Flinn, a Vienna-HQed medical device compliance startup founded by three former ex-employees from German neobank N26, has closed a €1.8 million pre-seed round.
The round was co-led by by venture capital fund Speedinvest and the Berlin-headquartered private equity firm SquareOne and backed by more than 10 unnamed business angels.
Whether they're virtual or physical, medical device products have to clear robust regulatory scrutiny before they can be sold to consumers.
Depending on the application, these exams create difficulties for medical developers; they cause significant friction, extended lead times and deeper workloads, adding to stress faced by innovating medical professionals.
The tightening up of the EU's compliance framework has compounded matters. In 2021, the EU completed the final roll out of its new Medical Device Regulation. The complexity is frustrating clinicians — some blame the new paper trails for the prospect of critical device shortages that could cost lives in emergency rooms.

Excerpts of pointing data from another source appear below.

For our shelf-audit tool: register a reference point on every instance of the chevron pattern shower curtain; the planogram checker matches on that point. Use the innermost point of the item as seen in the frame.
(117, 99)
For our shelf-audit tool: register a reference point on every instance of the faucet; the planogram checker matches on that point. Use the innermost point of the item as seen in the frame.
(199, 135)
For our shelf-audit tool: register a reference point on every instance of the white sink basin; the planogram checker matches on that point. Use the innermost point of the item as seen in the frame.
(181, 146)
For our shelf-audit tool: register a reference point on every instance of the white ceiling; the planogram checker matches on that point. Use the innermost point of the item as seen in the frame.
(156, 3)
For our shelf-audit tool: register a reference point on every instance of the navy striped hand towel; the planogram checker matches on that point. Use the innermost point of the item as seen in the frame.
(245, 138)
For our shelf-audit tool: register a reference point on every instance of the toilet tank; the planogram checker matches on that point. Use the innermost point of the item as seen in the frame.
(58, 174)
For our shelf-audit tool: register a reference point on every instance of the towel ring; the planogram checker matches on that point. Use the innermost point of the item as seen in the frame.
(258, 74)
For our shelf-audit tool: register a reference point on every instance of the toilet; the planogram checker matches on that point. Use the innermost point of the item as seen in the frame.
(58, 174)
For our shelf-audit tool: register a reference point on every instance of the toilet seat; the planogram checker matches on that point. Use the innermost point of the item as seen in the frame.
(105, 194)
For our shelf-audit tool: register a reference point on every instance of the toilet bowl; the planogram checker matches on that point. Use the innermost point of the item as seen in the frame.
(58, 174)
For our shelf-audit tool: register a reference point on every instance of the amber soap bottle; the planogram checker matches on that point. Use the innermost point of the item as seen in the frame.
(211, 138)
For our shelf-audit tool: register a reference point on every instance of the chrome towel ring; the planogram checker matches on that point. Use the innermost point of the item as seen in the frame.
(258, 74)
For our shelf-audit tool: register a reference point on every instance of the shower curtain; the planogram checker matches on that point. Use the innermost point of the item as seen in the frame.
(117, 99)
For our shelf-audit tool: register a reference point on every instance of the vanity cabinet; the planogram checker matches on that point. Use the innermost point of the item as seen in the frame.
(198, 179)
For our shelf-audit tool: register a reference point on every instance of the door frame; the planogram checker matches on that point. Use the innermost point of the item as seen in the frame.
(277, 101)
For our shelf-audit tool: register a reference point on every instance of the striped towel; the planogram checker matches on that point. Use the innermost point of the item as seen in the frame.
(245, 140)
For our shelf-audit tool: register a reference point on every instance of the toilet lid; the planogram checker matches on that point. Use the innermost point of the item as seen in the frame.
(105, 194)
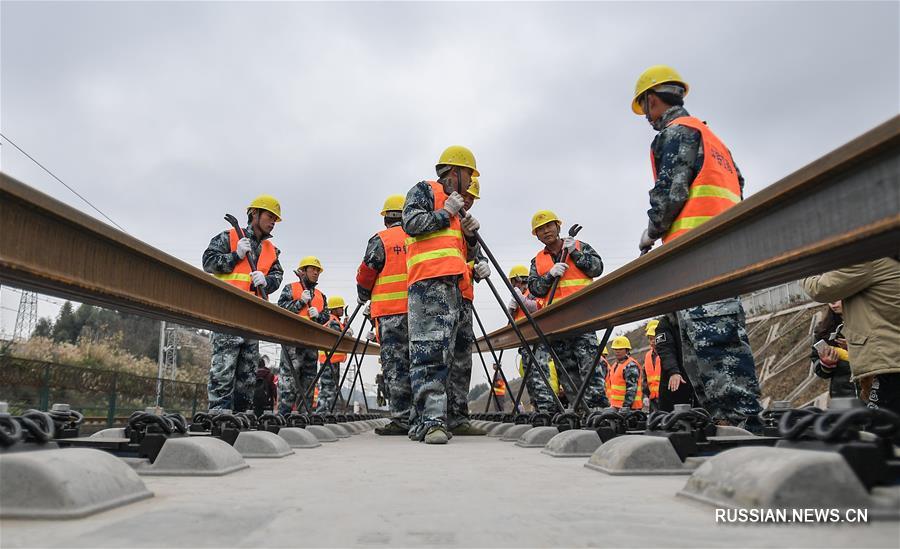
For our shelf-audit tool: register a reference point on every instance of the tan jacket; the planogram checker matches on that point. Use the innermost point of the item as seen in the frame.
(871, 299)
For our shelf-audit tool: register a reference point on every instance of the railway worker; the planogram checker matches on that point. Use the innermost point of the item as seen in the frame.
(439, 246)
(232, 371)
(328, 381)
(582, 264)
(381, 280)
(696, 178)
(623, 384)
(297, 369)
(652, 367)
(540, 394)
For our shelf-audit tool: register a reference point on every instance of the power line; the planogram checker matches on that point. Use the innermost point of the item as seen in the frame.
(86, 201)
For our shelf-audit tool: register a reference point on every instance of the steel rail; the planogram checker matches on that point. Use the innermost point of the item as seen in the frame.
(841, 209)
(52, 248)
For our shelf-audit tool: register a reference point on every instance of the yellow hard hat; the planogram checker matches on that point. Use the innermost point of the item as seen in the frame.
(393, 203)
(474, 188)
(266, 202)
(517, 271)
(652, 77)
(542, 217)
(457, 155)
(310, 261)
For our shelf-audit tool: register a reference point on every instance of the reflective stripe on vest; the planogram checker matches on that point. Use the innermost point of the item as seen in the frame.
(389, 295)
(571, 281)
(438, 253)
(318, 300)
(336, 357)
(616, 386)
(239, 277)
(652, 369)
(715, 188)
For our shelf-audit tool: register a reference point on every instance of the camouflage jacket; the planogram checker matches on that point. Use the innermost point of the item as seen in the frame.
(219, 259)
(286, 301)
(374, 258)
(678, 156)
(419, 217)
(587, 259)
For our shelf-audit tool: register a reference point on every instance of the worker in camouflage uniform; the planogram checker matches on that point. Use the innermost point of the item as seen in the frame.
(297, 369)
(381, 280)
(624, 379)
(441, 242)
(461, 373)
(232, 371)
(696, 179)
(581, 266)
(328, 381)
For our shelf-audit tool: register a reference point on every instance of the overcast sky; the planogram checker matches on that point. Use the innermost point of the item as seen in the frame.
(168, 115)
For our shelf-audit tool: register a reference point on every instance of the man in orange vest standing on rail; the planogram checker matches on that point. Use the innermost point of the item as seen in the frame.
(381, 280)
(652, 367)
(695, 180)
(439, 247)
(328, 381)
(582, 264)
(623, 383)
(232, 371)
(297, 369)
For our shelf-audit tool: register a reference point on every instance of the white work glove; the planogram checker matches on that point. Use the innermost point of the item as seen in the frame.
(482, 269)
(243, 247)
(454, 203)
(558, 269)
(258, 278)
(530, 304)
(646, 243)
(470, 225)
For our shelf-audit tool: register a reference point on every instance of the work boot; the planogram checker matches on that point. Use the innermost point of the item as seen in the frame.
(466, 429)
(436, 435)
(394, 428)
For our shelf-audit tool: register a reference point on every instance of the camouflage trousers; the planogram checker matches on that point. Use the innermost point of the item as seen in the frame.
(440, 352)
(232, 372)
(328, 382)
(541, 395)
(393, 335)
(718, 360)
(299, 361)
(578, 355)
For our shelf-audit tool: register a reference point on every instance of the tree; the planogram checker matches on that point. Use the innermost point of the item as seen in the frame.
(478, 390)
(66, 328)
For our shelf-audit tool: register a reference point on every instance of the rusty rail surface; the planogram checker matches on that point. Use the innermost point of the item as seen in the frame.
(49, 247)
(841, 209)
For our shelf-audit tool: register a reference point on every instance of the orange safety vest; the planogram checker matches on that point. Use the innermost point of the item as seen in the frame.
(615, 385)
(715, 188)
(540, 302)
(336, 358)
(239, 277)
(652, 369)
(571, 281)
(438, 253)
(389, 295)
(500, 387)
(318, 300)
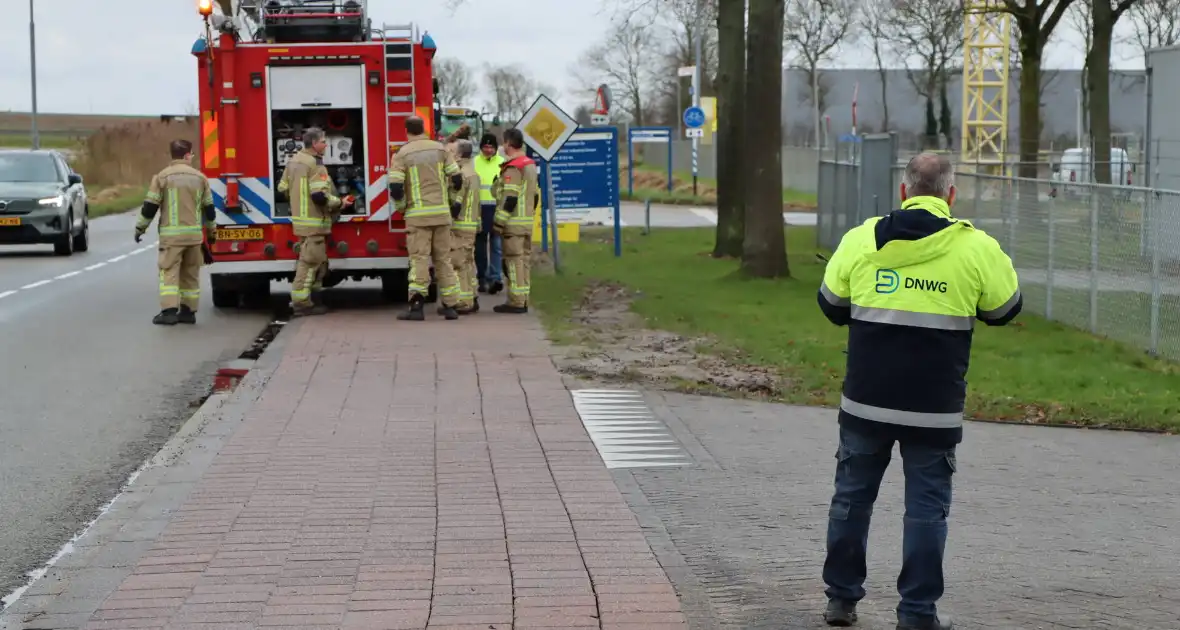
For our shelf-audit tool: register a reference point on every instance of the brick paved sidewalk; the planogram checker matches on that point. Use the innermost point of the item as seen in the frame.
(399, 476)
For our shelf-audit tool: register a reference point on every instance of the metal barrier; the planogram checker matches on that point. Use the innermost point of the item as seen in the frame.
(1105, 258)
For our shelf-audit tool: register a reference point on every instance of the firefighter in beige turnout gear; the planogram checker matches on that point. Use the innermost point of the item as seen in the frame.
(463, 231)
(314, 210)
(187, 201)
(517, 197)
(419, 175)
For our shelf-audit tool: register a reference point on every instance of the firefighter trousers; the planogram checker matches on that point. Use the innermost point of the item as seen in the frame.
(431, 244)
(517, 258)
(463, 260)
(179, 276)
(309, 269)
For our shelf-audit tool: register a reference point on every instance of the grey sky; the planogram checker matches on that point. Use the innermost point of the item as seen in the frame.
(99, 57)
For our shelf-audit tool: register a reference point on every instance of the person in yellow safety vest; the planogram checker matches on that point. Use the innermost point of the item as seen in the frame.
(419, 175)
(463, 231)
(188, 202)
(517, 196)
(314, 210)
(909, 286)
(489, 245)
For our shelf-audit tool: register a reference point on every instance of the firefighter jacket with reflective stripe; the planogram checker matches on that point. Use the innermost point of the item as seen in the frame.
(489, 169)
(183, 195)
(910, 287)
(306, 179)
(517, 179)
(424, 168)
(469, 196)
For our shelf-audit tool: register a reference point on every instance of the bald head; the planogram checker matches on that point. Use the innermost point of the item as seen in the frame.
(929, 175)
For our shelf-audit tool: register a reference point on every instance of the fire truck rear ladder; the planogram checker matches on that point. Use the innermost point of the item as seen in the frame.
(400, 97)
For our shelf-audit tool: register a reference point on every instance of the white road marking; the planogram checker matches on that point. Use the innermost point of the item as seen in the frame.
(76, 273)
(624, 431)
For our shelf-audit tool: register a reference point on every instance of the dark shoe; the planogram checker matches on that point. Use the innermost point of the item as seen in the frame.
(168, 316)
(307, 310)
(930, 623)
(840, 614)
(414, 314)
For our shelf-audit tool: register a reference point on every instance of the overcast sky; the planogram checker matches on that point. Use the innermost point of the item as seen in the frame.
(104, 57)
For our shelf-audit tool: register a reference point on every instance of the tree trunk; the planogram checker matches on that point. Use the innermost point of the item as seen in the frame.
(1097, 79)
(765, 249)
(731, 129)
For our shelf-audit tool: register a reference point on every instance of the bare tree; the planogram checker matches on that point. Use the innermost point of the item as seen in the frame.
(456, 83)
(731, 129)
(1106, 13)
(1156, 23)
(512, 91)
(765, 249)
(873, 21)
(813, 30)
(1035, 23)
(925, 34)
(628, 60)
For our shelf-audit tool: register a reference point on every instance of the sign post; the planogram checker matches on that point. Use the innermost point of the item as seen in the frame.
(646, 135)
(694, 128)
(545, 129)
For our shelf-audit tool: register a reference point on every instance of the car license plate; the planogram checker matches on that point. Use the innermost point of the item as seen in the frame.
(240, 234)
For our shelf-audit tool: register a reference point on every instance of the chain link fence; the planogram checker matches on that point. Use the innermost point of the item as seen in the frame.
(1105, 258)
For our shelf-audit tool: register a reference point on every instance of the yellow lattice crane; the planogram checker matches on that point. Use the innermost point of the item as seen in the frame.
(987, 37)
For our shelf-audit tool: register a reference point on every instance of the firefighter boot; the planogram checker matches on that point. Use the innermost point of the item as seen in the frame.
(414, 314)
(187, 315)
(469, 310)
(166, 317)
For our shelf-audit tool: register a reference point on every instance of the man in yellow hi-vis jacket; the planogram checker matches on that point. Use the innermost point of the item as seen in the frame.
(909, 286)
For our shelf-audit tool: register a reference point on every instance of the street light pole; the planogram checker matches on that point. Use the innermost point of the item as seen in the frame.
(32, 65)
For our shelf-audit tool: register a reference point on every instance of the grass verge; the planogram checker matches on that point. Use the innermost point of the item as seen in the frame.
(1034, 371)
(116, 199)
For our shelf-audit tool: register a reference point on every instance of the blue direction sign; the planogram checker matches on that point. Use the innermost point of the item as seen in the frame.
(585, 174)
(694, 118)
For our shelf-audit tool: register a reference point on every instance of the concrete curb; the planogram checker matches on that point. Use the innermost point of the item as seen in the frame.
(66, 590)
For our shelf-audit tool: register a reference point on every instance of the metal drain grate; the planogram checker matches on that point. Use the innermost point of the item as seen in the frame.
(625, 432)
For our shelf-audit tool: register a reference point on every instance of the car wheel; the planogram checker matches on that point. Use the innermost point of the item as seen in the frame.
(64, 244)
(82, 242)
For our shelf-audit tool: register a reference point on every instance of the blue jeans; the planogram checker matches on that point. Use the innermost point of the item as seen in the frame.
(487, 266)
(861, 460)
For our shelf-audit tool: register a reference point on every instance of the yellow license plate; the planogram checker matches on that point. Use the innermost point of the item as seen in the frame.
(249, 234)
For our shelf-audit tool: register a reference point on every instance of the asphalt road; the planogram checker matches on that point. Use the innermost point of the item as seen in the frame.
(89, 387)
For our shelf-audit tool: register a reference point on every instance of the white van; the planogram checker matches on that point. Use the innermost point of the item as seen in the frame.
(1075, 169)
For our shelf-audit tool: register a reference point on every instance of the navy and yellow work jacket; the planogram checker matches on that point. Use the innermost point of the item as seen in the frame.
(910, 287)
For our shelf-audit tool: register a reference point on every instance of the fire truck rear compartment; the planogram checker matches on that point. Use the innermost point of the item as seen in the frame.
(345, 156)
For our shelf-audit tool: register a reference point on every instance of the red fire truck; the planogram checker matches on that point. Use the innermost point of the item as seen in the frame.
(269, 71)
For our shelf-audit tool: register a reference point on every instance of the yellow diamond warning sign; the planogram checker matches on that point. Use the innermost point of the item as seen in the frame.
(545, 128)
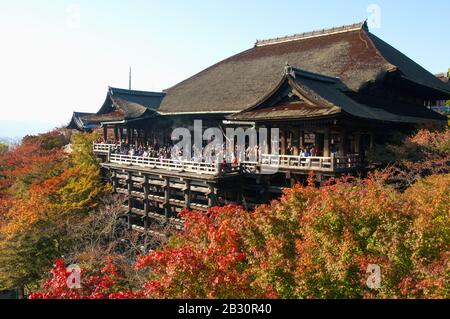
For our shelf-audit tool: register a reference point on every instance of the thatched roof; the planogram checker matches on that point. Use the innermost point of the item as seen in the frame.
(303, 95)
(126, 105)
(350, 53)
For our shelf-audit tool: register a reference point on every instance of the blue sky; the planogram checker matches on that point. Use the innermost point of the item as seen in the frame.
(60, 56)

Under the framework, all medicines with an integral device as well as "borderline" products, like herbal medicines and food supplements, must be re-assessed by the main European regulator - the European Medicines Agency.
In response, Flinn is working on a software-and-a-service platform that should make compliance submissions far more straightforward through the use of automation for a variety of repetitive form filling workflows. Each workflow would be orchestrated from a single platform, reducing the "complexity and cost" incurred by the new EU framework.
Andrea Zitna, partner for health investments at Speedinvest, said regulatory, quality and compliance procedures already suffered from a lack of transparency and automatability.
Zitna said: "With the introduction of the MDR in the EU, the (already high) cost and complexity, to companies to launch and manage medical products has skyrocketed. We are excited to back Flinn on their mission to change that!”
The new rules mean EU compliance surpasses its leading global competitors, like the US and China, in terms of sophistication, Flinn says. Previously, relatively unfettered market access had been granted to a number of food molecules, nootropics and other health aids.
As is often the case, more red tape has deep market ramifications. In this case, the effect could be a shift by medical product makers to the US market, due to that country's relatively light touch approach. Outcomes for European patients could suffer, though the EU would of course argue they'd be better protected. A possible worsening in the European innovation deficit, driven this time by med tech, could follow.
Flinn's initial product launch will focus on AI-enabled data collection, evaluation and reporting. The startup then plans to follow up with further software tools to create a "modular and integration friendly" medical compliance platform.
Flinn said: "While the regulation is meaningful around its purpose to ensure the highest safety standards, it heavily increases the complexity and costs for medical device manufacturers,"
"They are unable to hire qualified people to compensate addition efforts, so they're forced to cut highly relevant but less profitable niche products, like pacemakers for kids, and pull back from less profitable markets s— challenging in particular medical care in developing countries."